Maybe that's it...I'm always sitting in odd positions...and I was leaning back with my feet on the coffee table every night when I started feeling it. I tried blaming my dh for all this, but it's no use, he won't take the blame.:shocked: :HistericalSmiley::HistericalSmiley:I went for a massage today and she worked on the muscles going to the tailbone and the glutes. I'm a little sore but the tailbone pain feels a little better. Who knows what condition I'll be in later or tomorrow. :w00t: I was thinking of going to the chiropractor if this massage doesn't help and I'm taking Advil every four hours to see if that helps too, but don't want to mask it. Crazy things we get as we get older!:yucky:


----------



## Rocky's Mom (Apr 10, 2010)

KAG said:


> Aww, Steve is doing wonderfully well. Thanks for asking.
> 
> Right now I'm doing stretching exercises. I wouldn't try anything if you're in pain. While sitting, you can put an ice pack where it hurts. Don't use ice for long periods of time, though. I did and ended up burning my skin. I hope you wake up tomorrow pain free, Dianne.
> xoxoxoxoxoxo


Kerry, just wondering..do you have fibromyalgia?
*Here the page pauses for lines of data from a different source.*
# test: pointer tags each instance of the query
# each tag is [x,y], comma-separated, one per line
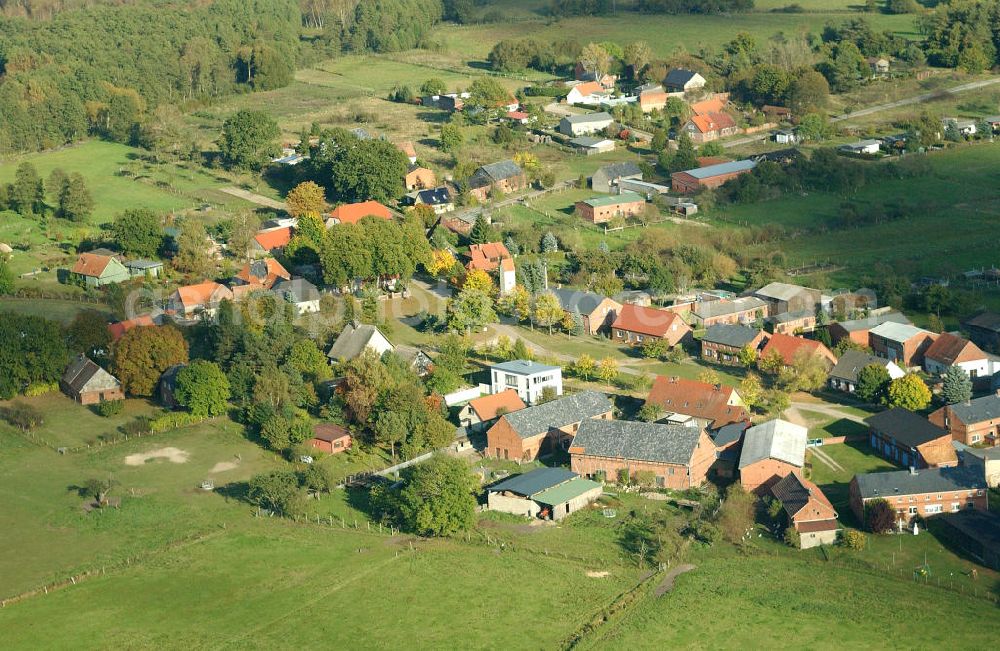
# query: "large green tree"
[143,354]
[873,382]
[909,392]
[366,169]
[32,351]
[27,194]
[137,232]
[438,497]
[203,388]
[957,386]
[249,140]
[75,202]
[88,334]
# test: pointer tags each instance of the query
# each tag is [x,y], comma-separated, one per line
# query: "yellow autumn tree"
[306,197]
[442,261]
[478,280]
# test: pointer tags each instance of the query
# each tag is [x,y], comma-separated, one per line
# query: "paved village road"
[878,108]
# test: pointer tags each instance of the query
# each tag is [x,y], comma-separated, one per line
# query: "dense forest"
[601,7]
[69,68]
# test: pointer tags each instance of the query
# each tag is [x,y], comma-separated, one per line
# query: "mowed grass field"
[162,188]
[665,34]
[951,228]
[758,601]
[206,573]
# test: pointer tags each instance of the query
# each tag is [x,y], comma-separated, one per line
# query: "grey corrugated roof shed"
[535,481]
[709,309]
[928,480]
[587,118]
[905,426]
[620,170]
[851,363]
[978,410]
[558,413]
[899,332]
[873,321]
[572,299]
[623,439]
[721,168]
[776,439]
[84,375]
[352,341]
[501,170]
[782,291]
[679,77]
[300,289]
[523,367]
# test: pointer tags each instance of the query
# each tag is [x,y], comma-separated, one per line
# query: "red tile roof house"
[262,273]
[709,177]
[603,209]
[713,406]
[88,383]
[711,126]
[901,343]
[972,422]
[722,343]
[951,350]
[857,330]
[910,440]
[95,270]
[526,434]
[598,312]
[678,456]
[198,301]
[352,213]
[788,347]
[482,412]
[746,310]
[118,330]
[272,240]
[330,438]
[636,324]
[488,257]
[915,492]
[771,451]
[808,510]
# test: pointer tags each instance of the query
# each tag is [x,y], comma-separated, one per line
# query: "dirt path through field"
[173,455]
[668,581]
[258,199]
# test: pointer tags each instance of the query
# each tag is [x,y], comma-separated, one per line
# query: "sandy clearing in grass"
[173,455]
[223,466]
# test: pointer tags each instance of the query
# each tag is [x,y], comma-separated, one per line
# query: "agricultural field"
[952,227]
[119,177]
[665,34]
[772,600]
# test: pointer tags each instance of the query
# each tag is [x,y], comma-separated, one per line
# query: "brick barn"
[771,451]
[678,456]
[330,438]
[543,429]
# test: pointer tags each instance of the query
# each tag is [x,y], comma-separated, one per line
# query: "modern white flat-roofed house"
[526,377]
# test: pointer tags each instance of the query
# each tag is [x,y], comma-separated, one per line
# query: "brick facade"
[761,475]
[502,442]
[674,476]
[924,505]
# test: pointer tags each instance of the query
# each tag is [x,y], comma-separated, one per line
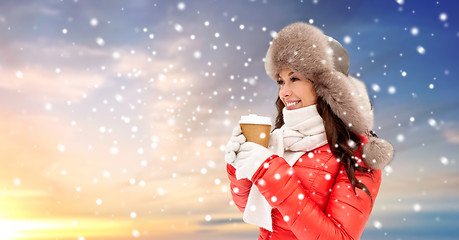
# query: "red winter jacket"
[314,201]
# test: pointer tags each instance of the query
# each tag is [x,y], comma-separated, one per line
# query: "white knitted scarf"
[303,131]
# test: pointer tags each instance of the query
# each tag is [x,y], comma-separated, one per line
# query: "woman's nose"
[285,91]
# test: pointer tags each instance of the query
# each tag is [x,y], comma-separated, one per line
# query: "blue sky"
[115,112]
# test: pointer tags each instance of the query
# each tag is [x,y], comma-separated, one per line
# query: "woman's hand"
[233,145]
[249,158]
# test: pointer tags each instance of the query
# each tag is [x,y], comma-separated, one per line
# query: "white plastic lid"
[255,119]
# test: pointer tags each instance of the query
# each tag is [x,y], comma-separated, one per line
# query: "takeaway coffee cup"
[256,128]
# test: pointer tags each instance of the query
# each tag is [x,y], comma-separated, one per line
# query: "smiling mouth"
[289,104]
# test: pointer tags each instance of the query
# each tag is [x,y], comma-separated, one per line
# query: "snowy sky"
[114,113]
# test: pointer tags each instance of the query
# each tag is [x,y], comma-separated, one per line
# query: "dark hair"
[338,137]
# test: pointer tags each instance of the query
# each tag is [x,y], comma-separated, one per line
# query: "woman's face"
[295,90]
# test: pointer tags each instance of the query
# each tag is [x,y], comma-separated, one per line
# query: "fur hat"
[305,49]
I do and thought maybe there is a connection to the tailbone pain. I had a massage today...hope that helps. Thanks for all your well wishes!!


----------



## Maltbabe (Oct 10, 2010)

*Pain*

I had my spine laminated and 2 titanium disks inserted 11 years ago. I know what a pain the A-- is :HistericalSmiley:L4-L5 Sacral 1 (sciatic ) the best way to strengthen you back is to walk. I also bought a a chair that is WONDERFUL. it has heat and massage. That bad pain I had has never returned but when I clean the house or I wear flat shoes my hips and back hurt. I take a Naproxen, Flexeril and hot and humid compress ( i have a heating pad) .

The chair has been a life saver for me it reclines and you can tilt all the way back to relieve the pressure. nit has remote control and you can control the heat and massage intensity.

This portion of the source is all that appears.